Section 2: The Builder Pattern in Action

/// A builder for configuring and constructing a search worker.
#[derive(Clone, Debug)]
pub(crate) struct SearchWorkerBuilder {
    config: Config,
    command_builder: grep::cli::CommandReaderBuilder,
}

impl SearchWorkerBuilder {
    /// Create a new builder for configuring and constructing a search worker.
    pub(crate) fn new() -> SearchWorkerBuilder {
        let mut command_builder = grep::cli::CommandReaderBuilder::new();
        // Async stderr prevents deadlocks when preprocessors write errors
        command_builder.async_stderr(true);

        SearchWorkerBuilder { config: Config::default(), command_builder }
    }

    /// Create a new search worker using the given searcher, matcher and
    /// printer.
    pub(crate) fn build<W: WriteColor>(
        &self,
        matcher: PatternMatcher,
        searcher: grep::searcher::Searcher,
        printer: Printer<W>,
    ) -> SearchWorker<W> {
        let config = self.config.clone();
        let command_builder = self.command_builder.clone();
        // Only create decomp_builder when search_zip is enabled
        // This avoids work like resolving decompression binary paths
        let decomp_builder = config.search_zip.then(|| {
            let mut decomp_builder =
                grep::cli::DecompressionReaderBuilder::new();
            decomp_builder.async_stderr(true);
            decomp_builder
        });
        SearchWorker {
            config,
            command_builder,
            decomp_builder,
            matcher,
            searcher,
            printer,
        }
    }
}

The then() method on bool is an elegant way to conditionally create Option<T> values.

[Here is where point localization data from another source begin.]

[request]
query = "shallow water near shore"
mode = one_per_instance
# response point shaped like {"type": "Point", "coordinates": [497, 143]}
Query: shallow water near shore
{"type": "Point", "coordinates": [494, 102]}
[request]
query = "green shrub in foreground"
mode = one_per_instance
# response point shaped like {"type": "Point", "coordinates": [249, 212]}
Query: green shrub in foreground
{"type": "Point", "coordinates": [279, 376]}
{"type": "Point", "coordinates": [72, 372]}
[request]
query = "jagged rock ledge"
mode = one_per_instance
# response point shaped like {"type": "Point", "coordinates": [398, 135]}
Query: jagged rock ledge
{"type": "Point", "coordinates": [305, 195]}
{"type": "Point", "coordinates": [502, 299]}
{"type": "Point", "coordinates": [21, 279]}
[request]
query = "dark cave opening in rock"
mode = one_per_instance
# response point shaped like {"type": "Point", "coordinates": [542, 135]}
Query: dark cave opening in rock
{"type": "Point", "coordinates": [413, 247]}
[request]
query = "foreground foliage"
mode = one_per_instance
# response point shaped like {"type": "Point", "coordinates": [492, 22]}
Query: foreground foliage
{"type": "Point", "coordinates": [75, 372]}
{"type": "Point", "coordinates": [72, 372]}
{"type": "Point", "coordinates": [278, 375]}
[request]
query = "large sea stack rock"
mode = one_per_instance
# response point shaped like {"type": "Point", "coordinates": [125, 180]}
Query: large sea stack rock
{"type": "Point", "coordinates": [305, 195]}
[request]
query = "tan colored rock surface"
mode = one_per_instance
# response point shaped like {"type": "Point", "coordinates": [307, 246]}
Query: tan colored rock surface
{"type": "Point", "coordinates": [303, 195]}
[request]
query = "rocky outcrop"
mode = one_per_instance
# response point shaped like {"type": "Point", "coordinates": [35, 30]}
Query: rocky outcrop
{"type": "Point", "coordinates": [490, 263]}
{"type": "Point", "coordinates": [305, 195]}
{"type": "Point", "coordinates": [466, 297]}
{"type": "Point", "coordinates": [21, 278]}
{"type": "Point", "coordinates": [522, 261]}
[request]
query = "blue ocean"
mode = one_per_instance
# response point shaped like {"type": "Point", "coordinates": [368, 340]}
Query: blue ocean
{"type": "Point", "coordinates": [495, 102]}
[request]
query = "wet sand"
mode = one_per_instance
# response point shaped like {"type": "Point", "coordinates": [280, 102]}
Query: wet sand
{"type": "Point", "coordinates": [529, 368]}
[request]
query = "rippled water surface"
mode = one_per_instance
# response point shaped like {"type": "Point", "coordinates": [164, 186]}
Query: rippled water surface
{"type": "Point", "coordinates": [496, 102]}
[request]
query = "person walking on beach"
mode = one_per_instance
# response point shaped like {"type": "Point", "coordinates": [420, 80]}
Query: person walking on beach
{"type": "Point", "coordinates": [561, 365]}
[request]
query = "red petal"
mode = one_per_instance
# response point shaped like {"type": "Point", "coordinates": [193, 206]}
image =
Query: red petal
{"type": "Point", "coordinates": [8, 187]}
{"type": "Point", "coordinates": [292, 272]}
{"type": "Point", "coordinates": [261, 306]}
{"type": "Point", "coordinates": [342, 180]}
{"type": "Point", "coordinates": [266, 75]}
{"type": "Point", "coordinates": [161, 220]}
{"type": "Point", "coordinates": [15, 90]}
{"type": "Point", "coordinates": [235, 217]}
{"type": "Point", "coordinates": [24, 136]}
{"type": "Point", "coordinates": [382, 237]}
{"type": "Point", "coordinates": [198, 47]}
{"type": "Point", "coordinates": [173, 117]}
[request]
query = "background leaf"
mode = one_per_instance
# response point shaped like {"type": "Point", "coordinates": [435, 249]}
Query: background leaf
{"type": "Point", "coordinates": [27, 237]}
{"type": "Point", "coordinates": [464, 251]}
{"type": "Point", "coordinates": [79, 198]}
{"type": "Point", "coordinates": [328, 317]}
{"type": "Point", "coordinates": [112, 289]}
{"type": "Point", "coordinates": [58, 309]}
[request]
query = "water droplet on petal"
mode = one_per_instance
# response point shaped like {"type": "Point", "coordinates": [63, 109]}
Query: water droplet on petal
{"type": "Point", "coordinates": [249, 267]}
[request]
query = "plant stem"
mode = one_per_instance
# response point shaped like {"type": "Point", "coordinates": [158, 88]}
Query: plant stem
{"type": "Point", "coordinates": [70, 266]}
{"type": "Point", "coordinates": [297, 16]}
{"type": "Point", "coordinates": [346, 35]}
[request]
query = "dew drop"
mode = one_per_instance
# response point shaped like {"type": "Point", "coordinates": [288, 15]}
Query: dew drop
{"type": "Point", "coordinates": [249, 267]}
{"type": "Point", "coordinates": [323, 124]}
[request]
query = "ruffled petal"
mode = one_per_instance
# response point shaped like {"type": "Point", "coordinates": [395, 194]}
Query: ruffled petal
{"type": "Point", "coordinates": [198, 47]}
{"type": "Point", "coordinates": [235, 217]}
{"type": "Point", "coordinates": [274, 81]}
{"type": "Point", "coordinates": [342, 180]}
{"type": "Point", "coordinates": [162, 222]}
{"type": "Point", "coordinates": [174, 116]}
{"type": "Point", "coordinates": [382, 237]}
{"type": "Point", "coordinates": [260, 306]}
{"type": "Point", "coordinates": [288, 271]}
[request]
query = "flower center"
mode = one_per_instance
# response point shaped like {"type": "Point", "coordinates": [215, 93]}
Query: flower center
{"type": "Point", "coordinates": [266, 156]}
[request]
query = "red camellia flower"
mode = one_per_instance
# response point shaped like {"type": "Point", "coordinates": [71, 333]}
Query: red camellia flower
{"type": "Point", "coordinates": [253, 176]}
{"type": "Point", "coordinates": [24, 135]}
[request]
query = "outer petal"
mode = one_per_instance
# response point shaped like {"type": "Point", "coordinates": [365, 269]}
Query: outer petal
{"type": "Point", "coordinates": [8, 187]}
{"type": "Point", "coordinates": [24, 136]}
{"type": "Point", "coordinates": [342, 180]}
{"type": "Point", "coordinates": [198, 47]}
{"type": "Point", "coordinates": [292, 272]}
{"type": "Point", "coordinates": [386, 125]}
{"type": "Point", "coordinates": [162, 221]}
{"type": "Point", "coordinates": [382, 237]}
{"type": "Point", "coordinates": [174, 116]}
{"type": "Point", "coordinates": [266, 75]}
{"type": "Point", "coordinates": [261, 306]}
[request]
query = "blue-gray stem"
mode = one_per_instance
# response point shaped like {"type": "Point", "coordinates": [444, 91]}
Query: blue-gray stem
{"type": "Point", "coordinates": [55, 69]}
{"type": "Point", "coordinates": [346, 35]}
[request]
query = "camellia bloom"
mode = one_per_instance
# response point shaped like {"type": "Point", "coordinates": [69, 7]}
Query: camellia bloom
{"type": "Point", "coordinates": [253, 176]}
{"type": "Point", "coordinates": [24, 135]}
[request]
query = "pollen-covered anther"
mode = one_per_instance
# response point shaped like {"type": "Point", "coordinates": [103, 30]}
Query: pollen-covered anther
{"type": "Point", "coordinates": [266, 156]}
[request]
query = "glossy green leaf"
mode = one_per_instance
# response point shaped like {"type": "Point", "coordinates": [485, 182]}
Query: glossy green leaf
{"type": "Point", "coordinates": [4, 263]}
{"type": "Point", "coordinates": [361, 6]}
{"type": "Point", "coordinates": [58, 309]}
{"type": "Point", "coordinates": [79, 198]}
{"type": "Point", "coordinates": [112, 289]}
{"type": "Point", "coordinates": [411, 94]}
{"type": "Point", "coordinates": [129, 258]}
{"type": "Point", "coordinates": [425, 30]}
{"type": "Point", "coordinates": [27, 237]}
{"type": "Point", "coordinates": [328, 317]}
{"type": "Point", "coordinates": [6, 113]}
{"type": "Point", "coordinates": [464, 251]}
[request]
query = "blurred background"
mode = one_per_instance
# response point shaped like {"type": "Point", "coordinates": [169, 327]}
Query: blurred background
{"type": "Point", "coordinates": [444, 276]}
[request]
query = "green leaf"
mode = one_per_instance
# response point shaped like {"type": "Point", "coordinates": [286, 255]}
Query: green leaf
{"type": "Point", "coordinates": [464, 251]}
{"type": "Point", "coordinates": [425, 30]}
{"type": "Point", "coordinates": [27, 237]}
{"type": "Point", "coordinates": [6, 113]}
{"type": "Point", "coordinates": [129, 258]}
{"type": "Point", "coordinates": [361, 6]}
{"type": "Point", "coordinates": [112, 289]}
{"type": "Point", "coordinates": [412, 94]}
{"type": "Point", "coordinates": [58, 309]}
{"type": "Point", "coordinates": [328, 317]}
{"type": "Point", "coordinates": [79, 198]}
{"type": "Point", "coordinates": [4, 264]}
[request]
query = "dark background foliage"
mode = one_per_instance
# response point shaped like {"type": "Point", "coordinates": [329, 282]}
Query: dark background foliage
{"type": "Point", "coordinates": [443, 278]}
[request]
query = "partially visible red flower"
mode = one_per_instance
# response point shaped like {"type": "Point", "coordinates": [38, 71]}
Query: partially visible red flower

It returns Some(closure_result) if true, None if false.


Section 3: Configuring the Preprocessor Pipeline

/// Set the path to a preprocessor command.
///
/// When this is set, instead of searching files directly, the given
/// command will be run with the file path as the first argument, and the
/// output of that command will be searched instead.
pub(crate) fn preprocessor(
    &mut self,
    cmd: Option<std::path::PathBuf>,
) -> anyhow::Result<&mut SearchWorkerBuilder> {
    if let Some(ref prog) = cmd {
        // Resolve the binary path now, fail fast if it doesn't exist
        let bin = grep::cli::resolve_binary(prog)?;
        self.config.preprocessor = Some(bin);
    } else {
        self.config.preprocessor = None;
    }
    // Returns Result to allow early error detection
    Ok(self)
}

/// Set the globs for determining which files should be run through the
/// preprocessor. By default, with no globs and a preprocessor specified,
/// every file is run through the preprocessor.
pub(crate) fn preprocessor_globs(
    &mut self,
    globs: ignore::overrides::Override,
) -> &mut SearchWorkerBuilder {
    self.config.preprocessor_globs = globs;
    self
}

/// Returns true if and only if the given file path should be run through
/// the preprocessor.
fn should_preprocess(&self, path: &Path) -> bool {
    if !self.config.preprocessor.is_some() {
        return false;
    }
    if self.config.preprocessor_globs.is_empty() {
        // No globs means preprocess everything
        return true;
    }
    // Glob match: file is preprocessed unless it's explicitly ignored
    !self.config.preprocessor_globs.matched(path, false).is_ignore()
}

The resolve_binary function handles platform-specific concerns like finding executables with implicit .exe extensions on Windows.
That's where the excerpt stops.